Ceci posé, on aura garde de vérifier, préalablement, que la demande de délivrance ne soit pas prescrite. On tombe alors sur une question non tranchée à ce jour : quel est le délai de prescription de l’action en délivrance d’un legs, depuis la loi n° 2008-561 du 17 juin 2008 ? Est-ce trente, dix ou cinq ans ? La question divise la doctrine, et la présente décision n’en dit rien, personne ne l’ayant mise dans les débats. Certes, on notera qu’en l’espèce le décès de Wanda date de 2010 et que la prescription est retenue, ce qui paraît, prima facie, exclure un délai de trente ou dix ans au profit d’un délai de cinq ans. Cependant, nous nous garderons bien d’écrire que l’arrêt va implicitement en ce sens, puisque le moyen de cassation ne saisissait pas la Cour de cette question. La prudence doit donc être de mise et il faudra disposer d’un arrêt explicite sur ce point pour en avoir le cœur net. À titre personnel, il nous semble évident que l’action en délivrance est une action personnelle, et nous voyons dès lors mal comment elle pourrait échapper aux dispositions de l’article 2224 du Code civil N° Lexbase : L7184IAC, ce qui milite en faveur d’un délai de cinq ans, lequel serait compatible avec la présente décision. Mais ce n’est là qu’une opinion, l’arrêt ne le dit pas. Il faut donc espérer que la question sera rapidement tranchée par la Cour de cassation, car les conséquences pratiques attachées à cette question sont évidemment majeures.  

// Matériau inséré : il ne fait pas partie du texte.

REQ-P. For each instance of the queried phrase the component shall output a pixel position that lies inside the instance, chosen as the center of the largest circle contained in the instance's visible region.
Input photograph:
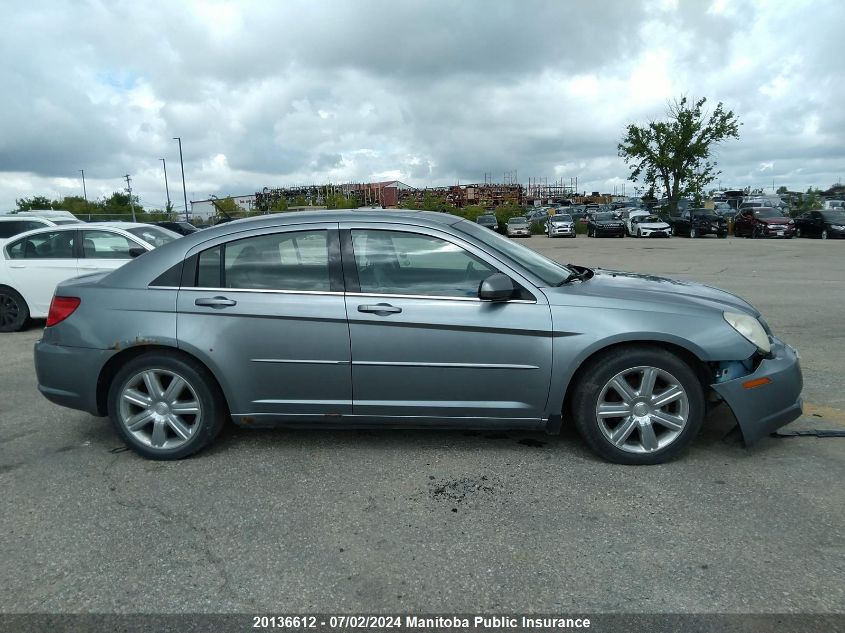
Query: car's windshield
(550, 272)
(834, 216)
(153, 235)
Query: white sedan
(33, 263)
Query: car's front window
(548, 271)
(153, 235)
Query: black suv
(698, 223)
(825, 224)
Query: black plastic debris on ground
(811, 433)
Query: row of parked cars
(750, 220)
(39, 250)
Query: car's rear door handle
(215, 302)
(379, 308)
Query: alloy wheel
(159, 408)
(642, 409)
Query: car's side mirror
(496, 287)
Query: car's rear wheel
(638, 405)
(166, 406)
(14, 312)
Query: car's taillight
(61, 308)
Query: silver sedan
(411, 319)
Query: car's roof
(21, 218)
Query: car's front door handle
(215, 302)
(379, 308)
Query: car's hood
(617, 287)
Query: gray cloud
(267, 94)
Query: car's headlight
(751, 329)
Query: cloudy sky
(289, 92)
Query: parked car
(698, 223)
(825, 224)
(518, 226)
(560, 224)
(489, 221)
(182, 228)
(450, 325)
(650, 226)
(11, 225)
(604, 223)
(32, 263)
(760, 222)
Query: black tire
(212, 404)
(14, 313)
(602, 369)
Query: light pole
(84, 191)
(182, 163)
(166, 188)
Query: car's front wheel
(638, 405)
(166, 406)
(13, 310)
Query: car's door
(265, 310)
(104, 250)
(38, 262)
(425, 348)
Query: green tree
(279, 204)
(675, 154)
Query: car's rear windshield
(154, 235)
(549, 272)
(834, 216)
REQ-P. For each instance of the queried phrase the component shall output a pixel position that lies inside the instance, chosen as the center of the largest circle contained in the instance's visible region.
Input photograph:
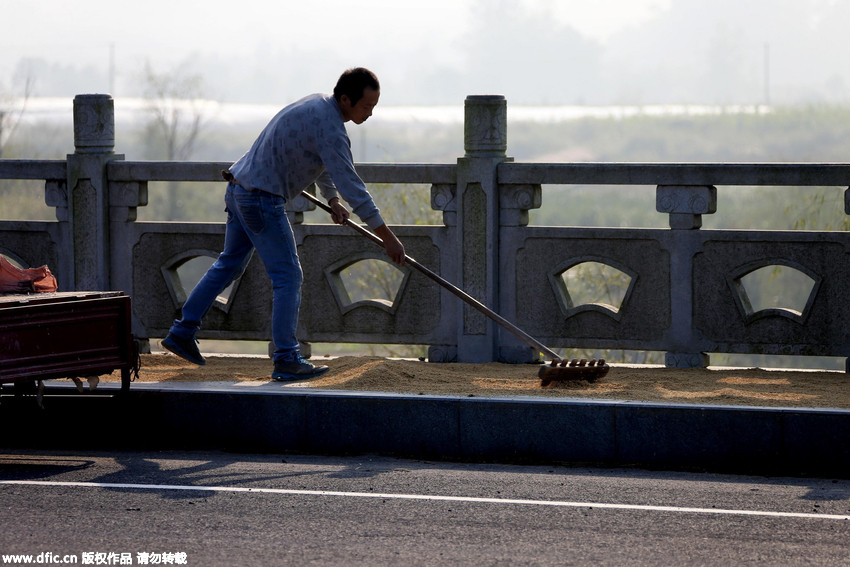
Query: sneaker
(184, 348)
(296, 369)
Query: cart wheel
(125, 380)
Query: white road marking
(430, 497)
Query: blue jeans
(255, 220)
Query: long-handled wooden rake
(559, 369)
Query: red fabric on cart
(17, 280)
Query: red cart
(66, 335)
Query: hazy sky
(381, 34)
(438, 51)
(173, 29)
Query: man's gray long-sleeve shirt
(307, 143)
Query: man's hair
(353, 82)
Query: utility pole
(767, 74)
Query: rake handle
(519, 333)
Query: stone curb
(277, 418)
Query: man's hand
(393, 246)
(339, 213)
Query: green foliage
(814, 133)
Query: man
(306, 142)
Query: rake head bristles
(572, 370)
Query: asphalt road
(229, 509)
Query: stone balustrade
(684, 289)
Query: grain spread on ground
(752, 387)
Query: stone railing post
(88, 192)
(485, 145)
(685, 205)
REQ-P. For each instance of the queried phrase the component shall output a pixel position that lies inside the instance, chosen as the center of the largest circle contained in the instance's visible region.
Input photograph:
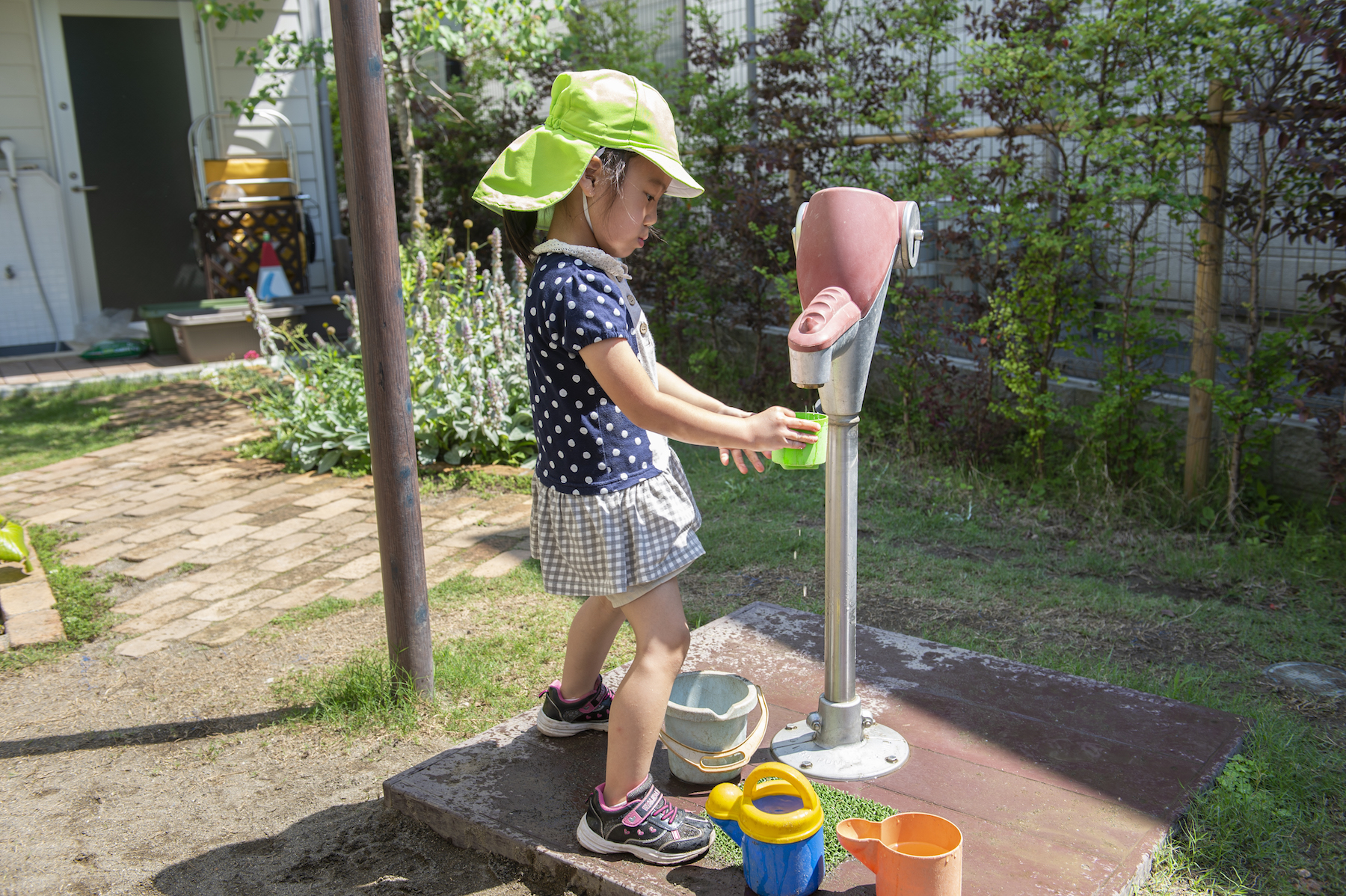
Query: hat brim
(543, 166)
(538, 170)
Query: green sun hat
(590, 109)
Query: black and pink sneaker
(646, 826)
(560, 717)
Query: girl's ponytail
(521, 233)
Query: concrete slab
(1061, 785)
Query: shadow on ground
(141, 735)
(345, 850)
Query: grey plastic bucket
(706, 728)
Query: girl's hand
(738, 452)
(778, 428)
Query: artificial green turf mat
(836, 806)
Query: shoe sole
(558, 728)
(595, 844)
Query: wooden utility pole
(1205, 322)
(366, 153)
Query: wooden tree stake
(1205, 322)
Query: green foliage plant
(467, 375)
(1268, 67)
(1068, 215)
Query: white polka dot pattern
(565, 314)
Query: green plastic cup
(805, 458)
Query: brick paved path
(225, 545)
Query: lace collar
(614, 268)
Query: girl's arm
(673, 385)
(622, 377)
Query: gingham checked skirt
(609, 544)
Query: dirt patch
(178, 774)
(182, 402)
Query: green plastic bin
(161, 334)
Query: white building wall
(22, 99)
(34, 84)
(34, 247)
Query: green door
(129, 88)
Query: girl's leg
(591, 636)
(661, 642)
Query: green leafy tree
(1098, 100)
(501, 40)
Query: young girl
(612, 515)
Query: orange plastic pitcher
(910, 853)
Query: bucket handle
(746, 747)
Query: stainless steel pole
(841, 522)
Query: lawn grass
(511, 642)
(82, 601)
(838, 806)
(42, 428)
(1083, 589)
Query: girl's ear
(589, 180)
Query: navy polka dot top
(586, 444)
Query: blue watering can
(777, 821)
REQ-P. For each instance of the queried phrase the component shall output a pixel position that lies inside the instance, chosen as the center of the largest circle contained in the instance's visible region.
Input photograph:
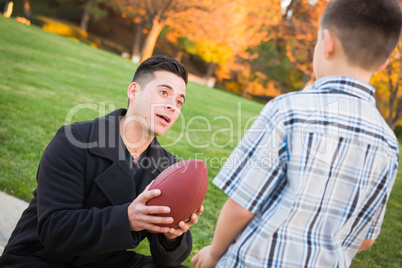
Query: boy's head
(145, 72)
(368, 30)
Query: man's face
(158, 104)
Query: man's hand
(183, 226)
(204, 258)
(141, 216)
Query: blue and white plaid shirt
(316, 168)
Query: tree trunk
(151, 39)
(86, 16)
(136, 52)
(179, 56)
(210, 70)
(307, 80)
(27, 9)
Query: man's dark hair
(145, 72)
(368, 30)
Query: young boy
(309, 182)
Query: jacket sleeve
(63, 225)
(170, 256)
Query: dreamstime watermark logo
(202, 132)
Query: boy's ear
(382, 66)
(132, 89)
(329, 43)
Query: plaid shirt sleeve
(375, 227)
(258, 163)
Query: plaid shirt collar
(345, 85)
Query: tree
(387, 84)
(230, 29)
(27, 9)
(159, 13)
(91, 9)
(298, 30)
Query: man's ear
(132, 89)
(382, 66)
(329, 43)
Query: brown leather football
(183, 188)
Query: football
(183, 188)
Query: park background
(251, 51)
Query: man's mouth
(166, 118)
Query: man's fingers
(146, 195)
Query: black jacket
(78, 215)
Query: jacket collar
(107, 143)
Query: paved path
(11, 209)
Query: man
(90, 207)
(309, 182)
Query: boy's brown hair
(368, 30)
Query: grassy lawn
(48, 80)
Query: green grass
(43, 77)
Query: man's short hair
(368, 30)
(145, 72)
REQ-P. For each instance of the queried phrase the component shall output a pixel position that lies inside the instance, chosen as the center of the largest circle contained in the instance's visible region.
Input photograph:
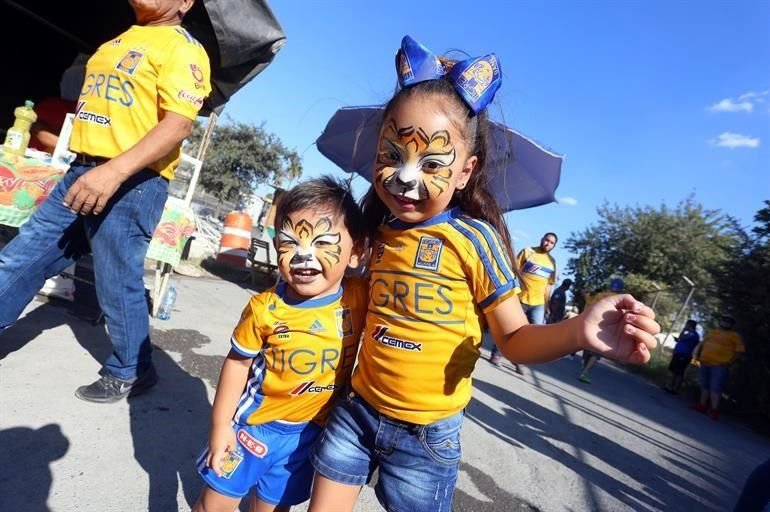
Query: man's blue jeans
(54, 238)
(535, 316)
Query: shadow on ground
(526, 424)
(169, 424)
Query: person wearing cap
(52, 111)
(591, 358)
(716, 353)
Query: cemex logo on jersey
(91, 117)
(257, 448)
(380, 336)
(317, 327)
(308, 387)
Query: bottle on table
(169, 299)
(17, 136)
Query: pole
(681, 310)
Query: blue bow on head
(476, 79)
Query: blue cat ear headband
(476, 79)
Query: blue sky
(648, 101)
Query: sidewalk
(542, 441)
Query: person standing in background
(716, 353)
(686, 342)
(141, 94)
(51, 111)
(538, 274)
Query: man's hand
(90, 193)
(619, 327)
(221, 441)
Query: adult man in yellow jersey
(141, 95)
(538, 274)
(716, 353)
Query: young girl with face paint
(293, 348)
(440, 272)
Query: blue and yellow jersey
(430, 285)
(720, 346)
(538, 270)
(303, 352)
(130, 82)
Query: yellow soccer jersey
(130, 81)
(429, 286)
(720, 347)
(538, 270)
(303, 352)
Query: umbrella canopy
(522, 173)
(241, 38)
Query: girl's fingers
(640, 336)
(629, 303)
(640, 355)
(642, 322)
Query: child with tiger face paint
(440, 273)
(291, 353)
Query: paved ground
(539, 441)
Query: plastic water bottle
(17, 136)
(164, 313)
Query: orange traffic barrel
(236, 239)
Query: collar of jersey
(280, 290)
(444, 216)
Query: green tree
(652, 248)
(744, 282)
(240, 157)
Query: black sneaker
(110, 389)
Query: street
(541, 441)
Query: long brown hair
(475, 199)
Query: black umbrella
(241, 38)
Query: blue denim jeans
(53, 238)
(535, 315)
(418, 464)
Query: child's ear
(467, 171)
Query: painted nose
(299, 259)
(406, 184)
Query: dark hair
(475, 199)
(319, 194)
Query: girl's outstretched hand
(619, 327)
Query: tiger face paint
(314, 248)
(420, 160)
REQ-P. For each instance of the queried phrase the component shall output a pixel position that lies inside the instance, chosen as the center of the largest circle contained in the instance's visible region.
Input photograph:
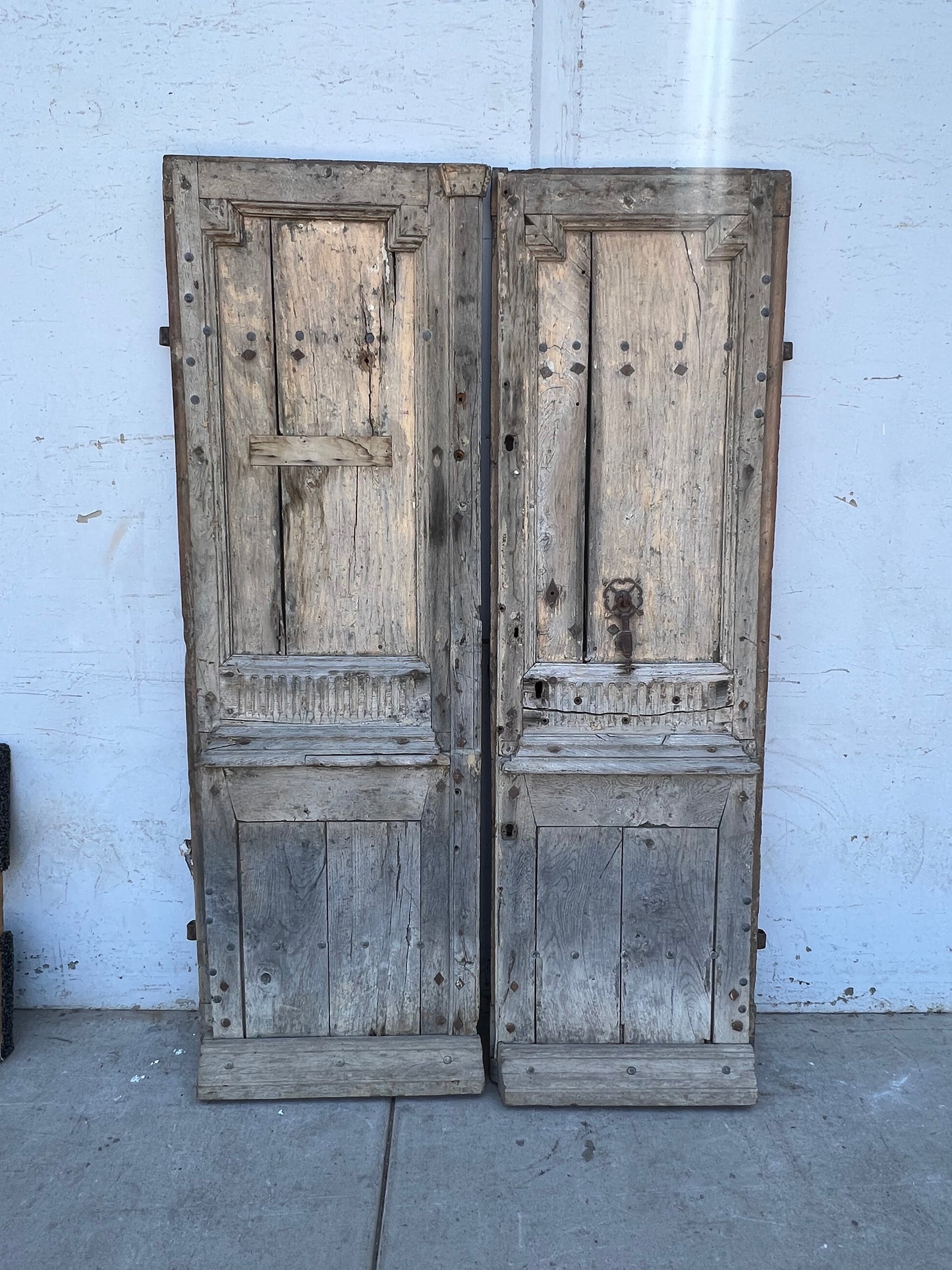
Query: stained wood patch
(320, 451)
(349, 374)
(579, 878)
(285, 929)
(374, 904)
(341, 1067)
(349, 793)
(668, 898)
(626, 1076)
(660, 318)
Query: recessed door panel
(660, 328)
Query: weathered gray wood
(349, 793)
(627, 1076)
(515, 916)
(725, 238)
(219, 913)
(681, 390)
(316, 185)
(513, 442)
(352, 375)
(636, 197)
(668, 897)
(465, 593)
(578, 972)
(327, 690)
(753, 303)
(626, 800)
(341, 1067)
(660, 316)
(202, 597)
(735, 916)
(285, 929)
(374, 917)
(323, 746)
(435, 907)
(246, 355)
(320, 451)
(564, 294)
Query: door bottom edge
(338, 1067)
(623, 1076)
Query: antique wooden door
(638, 327)
(325, 337)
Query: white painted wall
(857, 856)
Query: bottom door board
(626, 1076)
(339, 1067)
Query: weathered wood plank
(754, 318)
(190, 260)
(515, 916)
(660, 319)
(320, 451)
(285, 929)
(348, 372)
(374, 917)
(564, 295)
(735, 916)
(465, 596)
(513, 445)
(219, 908)
(626, 800)
(578, 935)
(314, 183)
(341, 1067)
(638, 197)
(246, 361)
(661, 1076)
(668, 900)
(311, 793)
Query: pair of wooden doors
(327, 332)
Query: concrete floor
(108, 1163)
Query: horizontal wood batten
(320, 451)
(630, 1076)
(330, 1067)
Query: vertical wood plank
(515, 916)
(435, 956)
(658, 437)
(374, 904)
(246, 367)
(737, 916)
(668, 898)
(220, 915)
(513, 446)
(578, 935)
(200, 529)
(564, 295)
(465, 600)
(285, 929)
(754, 319)
(349, 533)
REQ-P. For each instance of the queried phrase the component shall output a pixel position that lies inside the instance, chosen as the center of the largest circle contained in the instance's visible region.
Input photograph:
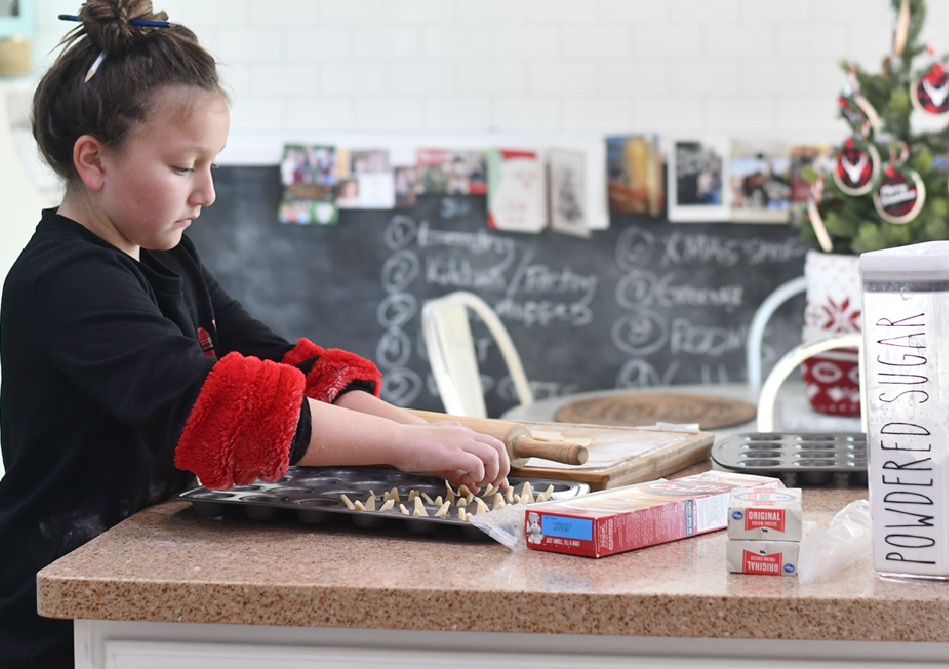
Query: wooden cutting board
(618, 455)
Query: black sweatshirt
(102, 360)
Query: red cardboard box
(635, 516)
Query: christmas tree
(890, 184)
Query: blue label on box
(567, 528)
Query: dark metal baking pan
(315, 495)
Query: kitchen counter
(169, 565)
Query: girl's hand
(454, 452)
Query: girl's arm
(361, 429)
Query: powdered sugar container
(906, 379)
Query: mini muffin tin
(315, 496)
(801, 459)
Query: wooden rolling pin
(521, 445)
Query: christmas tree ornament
(813, 215)
(929, 90)
(856, 166)
(901, 192)
(854, 107)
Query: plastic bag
(506, 526)
(846, 540)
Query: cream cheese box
(774, 515)
(763, 558)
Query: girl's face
(155, 185)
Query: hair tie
(142, 23)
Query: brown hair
(139, 60)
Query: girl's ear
(88, 153)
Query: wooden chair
(446, 329)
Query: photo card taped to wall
(698, 178)
(635, 171)
(451, 171)
(516, 191)
(309, 177)
(760, 174)
(567, 186)
(366, 180)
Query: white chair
(446, 328)
(781, 294)
(792, 360)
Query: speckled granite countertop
(169, 564)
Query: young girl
(126, 367)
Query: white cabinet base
(143, 645)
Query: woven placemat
(638, 409)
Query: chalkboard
(644, 303)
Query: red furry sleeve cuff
(242, 425)
(333, 371)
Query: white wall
(750, 68)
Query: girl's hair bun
(108, 23)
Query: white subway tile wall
(754, 68)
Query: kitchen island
(170, 588)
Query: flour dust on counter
(643, 303)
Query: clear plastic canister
(906, 404)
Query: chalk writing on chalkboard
(643, 303)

Quant au point de départ de la prescription, ce sera l’ouverture de la succession et non l’arrêt mettant fin à la contestation des droits du légataire, ainsi qu’il a été jugé de façon bien peu convaincante (mais bien réelle) par la Cour de cassation (v., Cass. civ. 1, 30 septembre 2020, n° 19-11.543, FS-P+B N° Lexbase : A68893W3, J. Casey, obs. n° 18 in Sommaires d’actualité de droit des successions & libéralités - Année 2020, Lexbase Droit privé n° 855, 25 février 2021 N° Lexbase : N6565BYS). La solution est sévère, puisqu’elle expose le légataire à une prescription extinctive avant même que l’on ne sache si le legs est valable ou pas. Voilà qui tranche avec ce qui est jugé par la Cour de cassation en matière de responsabilité notariale, où, plus logiquement, il est décidé que le point de départ de la prescription est la décision de justice définitive statuant sur le droit en cause, v., pour une vente, Cass. civ. 1, 9 septembre 2020, n° 18-26.390, FS-P+B N° Lexbase : A52973TD et en matière de nullité d’une donation, Cass. civ. 1, 20 octobre 2021, n° 19-19.409, F-D N° Lexbase : A00067AH, J. Casey, obs. n° 19, in Sommaires d’actualité de droit des successions & libéralités 2021-2 (août à décembre 2021), Lexbase Droit privé, n° 895, 24 février 2022 N° Lexbase : N9242BYX). Nous peinons donc à comprendre comment le légataire pourrait être prescrit en sa demande de délivrance, alors même que le titre qui fonde son droit est contesté. Sans doute l’arrêt précité du 30 septembre 2020 mériterait-il d’être reconsidéré, à l’aune du bon sens et des arrêts précités rendus en matière de responsabilité notariale.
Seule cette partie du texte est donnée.